Inspiration

Learning for a lot of students, including ourselves, has always been pretty passive. We would go to lecture, blindly take notes, and then call it a day. We would always confidently believe that we understood our lecture material until the test, and we realize everything has just been going in one ear and out the other.

The Feynman Technique has been a game changer for us, flipping the script for learning and making us be the teachers for a topic. It requires an active understanding of material, yet the one downside is that you have to explain it to a real person who has to confirm your explanation makes sense. Sometimes, we can't afford the luxury of having someone listen to us explain a topic over and over, so we decided to make EchoLearn!

What it does

EchoLearn is a web app that allows you to practice explaining topics in various school subjects and receive feedback on the quality of your answer. Students choose a subject to test their understanding and will be given various questions that they have to record a response to.

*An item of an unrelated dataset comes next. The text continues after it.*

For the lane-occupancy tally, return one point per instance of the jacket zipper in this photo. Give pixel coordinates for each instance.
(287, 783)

They additionally can upload lecture notes and related material to our site so that their response to a question can be better tested for thoroughness. The website will give feedback on their how strong their response was.

How we built it

The backbone of our website was ReactJS for the frontend and Flask for the backend. At its core, a student records on our website, generating an audio file that eventually gets transformed into text. Once in text form, it gets analyzed by GPT-4 and sent back to the user on the frontend. The following paragraphs delve deeper into the specifics of this process.

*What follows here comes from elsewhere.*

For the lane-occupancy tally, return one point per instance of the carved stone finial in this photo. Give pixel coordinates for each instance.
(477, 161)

We relied primarily on two Azure cloud services: Cosmos and Blob. These cloud services allow for students to login with their email address and be able to upload class resources to generate more specific questions about a subject. For user login and authentication, we had to also use Azure AD B2C. - Azure Cosmos: NoSQL database to store course subjects and user profile information - Azure Blob Storage: store documents for Azure Cognitive Search

Because a student records on our website to explain a topic, we integrated Azure's Speech to Text API in order to take their recording and turn it into an analyzable format. Recording on our website generates a .webm file, which we convert to a .wav file in the backend, and then the speech API converts it to a JSON file. LangChain connects said embeddings to GPT-4's API. The GPT-4 API is used to analyze response coherence and correctness. However, in order to get feedback about coherence and correctness, we needed to use Azure Cognitive Search. Cognitive Search is used to search the documents that the student uploaded and get relevant information about the topic/question. The results from Cognitive Search are combined with the student's text response and sent to GPT-4. GPT's analysis is then returned to the frontend of our web app to the student.

Challenges we ran into

One of the challenges we had was taking the recording from the frontend and turning it into a usable format. Recording in the Chrome browser generates a .webm file, which is not usable by the Speech to Text API. The workaround was to send the .webm file to the backend, convert the file type there, and then send the .wav file to the API.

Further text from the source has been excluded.